Fabio Scotoni <[email protected]> wrote:
> As far as I can tell, all of the calls to memset(3) in
> lib/libc/crypt/arc4random.c are intended to wipe memory to avoid having
> the randomly generated data in memory twice, so it would seem good
> practice to use explicit_bzero(3) to avoid this being optimized out.

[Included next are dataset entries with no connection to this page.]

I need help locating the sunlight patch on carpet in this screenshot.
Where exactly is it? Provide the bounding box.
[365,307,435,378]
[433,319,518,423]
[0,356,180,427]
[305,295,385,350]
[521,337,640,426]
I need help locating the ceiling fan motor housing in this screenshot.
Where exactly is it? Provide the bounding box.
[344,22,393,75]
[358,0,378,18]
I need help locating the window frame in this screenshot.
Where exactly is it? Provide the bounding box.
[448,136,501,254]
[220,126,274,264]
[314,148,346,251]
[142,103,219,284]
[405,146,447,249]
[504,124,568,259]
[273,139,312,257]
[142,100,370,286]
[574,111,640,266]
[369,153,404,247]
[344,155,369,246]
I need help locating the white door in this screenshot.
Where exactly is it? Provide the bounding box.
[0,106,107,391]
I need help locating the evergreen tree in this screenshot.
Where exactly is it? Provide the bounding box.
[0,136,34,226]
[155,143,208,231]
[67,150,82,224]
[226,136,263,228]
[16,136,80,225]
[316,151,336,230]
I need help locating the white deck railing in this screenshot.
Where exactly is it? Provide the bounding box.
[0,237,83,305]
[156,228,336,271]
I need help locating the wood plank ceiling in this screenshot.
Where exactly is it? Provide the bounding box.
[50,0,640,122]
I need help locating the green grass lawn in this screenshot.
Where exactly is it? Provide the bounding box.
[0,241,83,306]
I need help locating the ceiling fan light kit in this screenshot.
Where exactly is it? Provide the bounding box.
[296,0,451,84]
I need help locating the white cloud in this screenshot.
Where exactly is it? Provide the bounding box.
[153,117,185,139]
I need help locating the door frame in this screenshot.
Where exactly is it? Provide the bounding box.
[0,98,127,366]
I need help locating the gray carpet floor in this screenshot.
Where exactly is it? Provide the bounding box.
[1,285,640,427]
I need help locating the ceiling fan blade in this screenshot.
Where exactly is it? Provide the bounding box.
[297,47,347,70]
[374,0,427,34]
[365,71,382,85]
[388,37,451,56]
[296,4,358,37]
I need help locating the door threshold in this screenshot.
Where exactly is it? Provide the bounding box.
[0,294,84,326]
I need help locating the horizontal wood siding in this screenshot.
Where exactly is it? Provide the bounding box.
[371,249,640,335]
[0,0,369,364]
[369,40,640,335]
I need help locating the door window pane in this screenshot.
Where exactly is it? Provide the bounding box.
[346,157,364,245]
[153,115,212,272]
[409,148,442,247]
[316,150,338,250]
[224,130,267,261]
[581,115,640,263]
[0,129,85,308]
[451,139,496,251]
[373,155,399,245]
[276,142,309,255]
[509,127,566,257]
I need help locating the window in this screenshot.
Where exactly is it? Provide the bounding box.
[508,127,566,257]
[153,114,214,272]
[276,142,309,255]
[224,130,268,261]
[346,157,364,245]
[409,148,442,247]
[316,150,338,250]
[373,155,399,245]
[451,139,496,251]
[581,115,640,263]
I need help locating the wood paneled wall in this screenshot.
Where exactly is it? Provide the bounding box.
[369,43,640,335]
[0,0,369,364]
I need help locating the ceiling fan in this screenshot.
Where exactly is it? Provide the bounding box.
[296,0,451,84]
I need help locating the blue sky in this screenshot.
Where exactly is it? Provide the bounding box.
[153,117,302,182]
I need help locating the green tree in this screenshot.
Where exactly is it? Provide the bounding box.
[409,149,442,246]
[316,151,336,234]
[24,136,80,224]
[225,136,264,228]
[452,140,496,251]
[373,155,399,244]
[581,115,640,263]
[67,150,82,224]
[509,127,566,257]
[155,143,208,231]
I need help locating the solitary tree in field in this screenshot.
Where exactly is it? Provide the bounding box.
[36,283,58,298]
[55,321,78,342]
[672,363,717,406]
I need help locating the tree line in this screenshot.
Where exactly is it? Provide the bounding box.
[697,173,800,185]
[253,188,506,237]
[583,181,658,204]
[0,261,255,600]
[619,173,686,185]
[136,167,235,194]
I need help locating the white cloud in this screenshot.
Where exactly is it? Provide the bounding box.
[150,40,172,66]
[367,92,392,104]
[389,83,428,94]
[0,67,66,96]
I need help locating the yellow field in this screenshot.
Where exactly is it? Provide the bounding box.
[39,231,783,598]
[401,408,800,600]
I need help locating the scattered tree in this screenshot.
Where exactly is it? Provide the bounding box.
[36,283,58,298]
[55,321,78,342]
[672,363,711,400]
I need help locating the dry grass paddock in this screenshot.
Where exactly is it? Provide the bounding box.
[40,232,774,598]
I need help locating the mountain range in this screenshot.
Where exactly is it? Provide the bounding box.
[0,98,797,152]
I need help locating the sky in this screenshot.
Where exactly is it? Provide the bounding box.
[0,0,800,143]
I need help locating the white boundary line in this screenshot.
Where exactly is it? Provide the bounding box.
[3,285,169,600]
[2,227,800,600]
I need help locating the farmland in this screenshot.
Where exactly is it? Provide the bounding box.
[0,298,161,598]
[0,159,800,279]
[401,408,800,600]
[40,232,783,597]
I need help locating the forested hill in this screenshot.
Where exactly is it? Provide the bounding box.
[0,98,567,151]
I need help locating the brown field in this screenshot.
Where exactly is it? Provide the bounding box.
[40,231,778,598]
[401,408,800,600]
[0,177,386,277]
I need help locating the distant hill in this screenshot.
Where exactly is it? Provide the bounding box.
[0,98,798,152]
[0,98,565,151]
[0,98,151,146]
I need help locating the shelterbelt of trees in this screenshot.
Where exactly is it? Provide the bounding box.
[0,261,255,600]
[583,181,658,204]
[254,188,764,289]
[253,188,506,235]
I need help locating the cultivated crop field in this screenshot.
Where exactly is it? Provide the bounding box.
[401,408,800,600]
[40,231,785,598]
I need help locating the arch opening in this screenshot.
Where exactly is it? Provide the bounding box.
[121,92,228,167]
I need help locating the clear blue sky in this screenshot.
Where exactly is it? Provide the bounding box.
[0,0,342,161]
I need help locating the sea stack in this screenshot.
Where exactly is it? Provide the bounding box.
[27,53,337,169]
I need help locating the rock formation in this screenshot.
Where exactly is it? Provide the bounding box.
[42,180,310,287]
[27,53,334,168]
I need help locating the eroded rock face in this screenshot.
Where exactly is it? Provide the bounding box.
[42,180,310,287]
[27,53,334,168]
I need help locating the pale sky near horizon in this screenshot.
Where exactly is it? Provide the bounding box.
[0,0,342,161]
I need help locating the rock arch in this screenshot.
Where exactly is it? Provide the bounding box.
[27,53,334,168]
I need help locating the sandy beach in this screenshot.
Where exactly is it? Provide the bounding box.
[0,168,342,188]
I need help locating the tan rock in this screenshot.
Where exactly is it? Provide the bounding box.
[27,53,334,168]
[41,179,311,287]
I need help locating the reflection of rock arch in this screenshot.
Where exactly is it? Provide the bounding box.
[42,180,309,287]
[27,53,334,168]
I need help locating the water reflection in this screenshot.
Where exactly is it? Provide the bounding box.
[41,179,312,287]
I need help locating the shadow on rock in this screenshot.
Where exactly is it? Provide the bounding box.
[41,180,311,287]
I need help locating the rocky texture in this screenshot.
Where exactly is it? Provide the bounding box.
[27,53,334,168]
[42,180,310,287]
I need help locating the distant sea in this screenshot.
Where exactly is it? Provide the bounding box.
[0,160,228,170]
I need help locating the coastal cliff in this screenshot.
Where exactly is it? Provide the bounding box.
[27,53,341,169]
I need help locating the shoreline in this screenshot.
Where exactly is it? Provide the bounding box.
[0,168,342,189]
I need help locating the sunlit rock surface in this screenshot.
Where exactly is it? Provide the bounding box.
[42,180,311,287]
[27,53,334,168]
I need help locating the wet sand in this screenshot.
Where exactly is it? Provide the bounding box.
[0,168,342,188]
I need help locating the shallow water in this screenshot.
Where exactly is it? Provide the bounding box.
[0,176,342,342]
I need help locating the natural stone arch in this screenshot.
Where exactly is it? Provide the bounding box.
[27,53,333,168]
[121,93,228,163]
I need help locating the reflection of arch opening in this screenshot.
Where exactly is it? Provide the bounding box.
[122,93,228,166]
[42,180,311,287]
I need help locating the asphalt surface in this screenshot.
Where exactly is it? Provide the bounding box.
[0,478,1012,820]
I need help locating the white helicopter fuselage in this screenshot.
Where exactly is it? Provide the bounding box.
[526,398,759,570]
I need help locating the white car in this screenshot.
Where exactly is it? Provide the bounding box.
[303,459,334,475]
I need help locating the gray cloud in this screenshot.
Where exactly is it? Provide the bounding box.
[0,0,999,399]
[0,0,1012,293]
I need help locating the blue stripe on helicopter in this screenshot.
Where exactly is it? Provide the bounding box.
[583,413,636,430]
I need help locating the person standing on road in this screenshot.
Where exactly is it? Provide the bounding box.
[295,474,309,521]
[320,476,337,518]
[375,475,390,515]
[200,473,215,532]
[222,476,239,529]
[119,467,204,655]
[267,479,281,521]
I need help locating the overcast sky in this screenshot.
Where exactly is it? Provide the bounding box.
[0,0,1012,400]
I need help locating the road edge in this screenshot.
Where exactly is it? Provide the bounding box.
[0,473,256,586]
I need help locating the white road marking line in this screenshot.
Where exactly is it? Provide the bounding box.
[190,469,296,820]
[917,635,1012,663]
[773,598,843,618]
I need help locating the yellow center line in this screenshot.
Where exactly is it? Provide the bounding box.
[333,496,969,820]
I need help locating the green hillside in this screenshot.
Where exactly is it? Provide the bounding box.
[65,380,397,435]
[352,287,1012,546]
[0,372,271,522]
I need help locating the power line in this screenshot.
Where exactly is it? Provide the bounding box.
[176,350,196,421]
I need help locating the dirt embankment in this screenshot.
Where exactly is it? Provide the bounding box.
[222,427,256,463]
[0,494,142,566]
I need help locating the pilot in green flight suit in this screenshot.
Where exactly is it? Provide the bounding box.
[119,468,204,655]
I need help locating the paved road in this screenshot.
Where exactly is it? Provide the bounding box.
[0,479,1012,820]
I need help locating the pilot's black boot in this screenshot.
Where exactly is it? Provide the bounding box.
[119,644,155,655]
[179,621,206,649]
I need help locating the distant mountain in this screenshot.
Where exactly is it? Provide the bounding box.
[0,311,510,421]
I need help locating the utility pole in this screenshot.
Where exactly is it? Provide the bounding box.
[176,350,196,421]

please clarify under what rules would those memset's be optimized out
> Index: lib/libc/crypt/arc4random.c
> ===================================================================
> RCS file: /cvs/src/lib/libc/crypt/arc4random.c,v
> retrieving revision 1.55
> diff -u -p -r1.55 arc4random.c
> --- lib/libc/crypt/arc4random.c 24 Mar 2019 17:56:54 -0000 1.55
> +++ lib/libc/crypt/arc4random.c 19 Dec 2019 12:51:23 -0000
> @@ -98,7 +98,7 @@ _rs_stir(void)
>
> /* invalidate rs_buf */
> rs->rs_have = 0;
> - memset(rsx->rs_buf, 0, sizeof(rsx->rs_buf));
> + explicit_bzero(rsx->rs_buf, sizeof(rsx->rs_buf));
rsx is global scope, non-static, the compiler has no justification for
eliding a bzero since other external code has visibility on the buffer
> rs->rs_count = 1600000;
> }
> @@ -119,7 +119,7 @@ static inline void
> _rs_rekey(u_char *dat, size_t datlen)
> {
> #ifndef KEYSTREAM_ONLY
> - memset(rsx->rs_buf, 0, sizeof(rsx->rs_buf));
> + explicit_bzero(rsx->rs_buf, sizeof(rsx->rs_buf));
same here
> #endif
> /* fill rs_buf with the keystream */
> chacha_encrypt_bytes(&rsx->rs_chacha, rsx->rs_buf,
> @@ -134,7 +134,7 @@ _rs_rekey(u_char *dat, size_t datlen)
> }
> /* immediately reinit for backtracking resistance */
> _rs_init(rsx->rs_buf, KEYSZ + IVSZ);
> - memset(rsx->rs_buf, 0, KEYSZ + IVSZ);
> + explicit_bzero(rsx->rs_buf, KEYSZ + IVSZ);
same here
> rs->rs_have = sizeof(rsx->rs_buf) - KEYSZ - IVSZ;
> }
>
> @@ -152,7 +152,7 @@ _rs_random_buf(void *_buf, size_t n)
> keystream = rsx->rs_buf + sizeof(rsx->rs_buf)
> - rs->rs_have;
> memcpy(buf, keystream, m);
> - memset(keystream, 0, m);
> + explicit_bzero(keystream, m);
keystream is a piece of rsx, same argument as above
> buf += m;
> n -= m;
> rs->rs_have -= m;
> @@ -172,7 +172,7 @@ _rs_random_u32(uint32_t *val)
> _rs_rekey(NULL, 0);
> keystream = rsx->rs_buf + sizeof(rsx->rs_buf) - rs->rs_have;
> memcpy(val, keystream, sizeof(*val));
> - memset(keystream, 0, sizeof(*val));
> + explicit_bzero(keystream, sizeof(*val));
and same here
> rs->rs_have -= sizeof(*val);
> }
>
there is no voodoo involved in the "compiler deletes memset" optimization.
it only happens when it can prove there are no other viewers. this is a
clearcut case that there are other viewers. therefore we don't need the
function-call non-optimized overhead of explicit_bzero.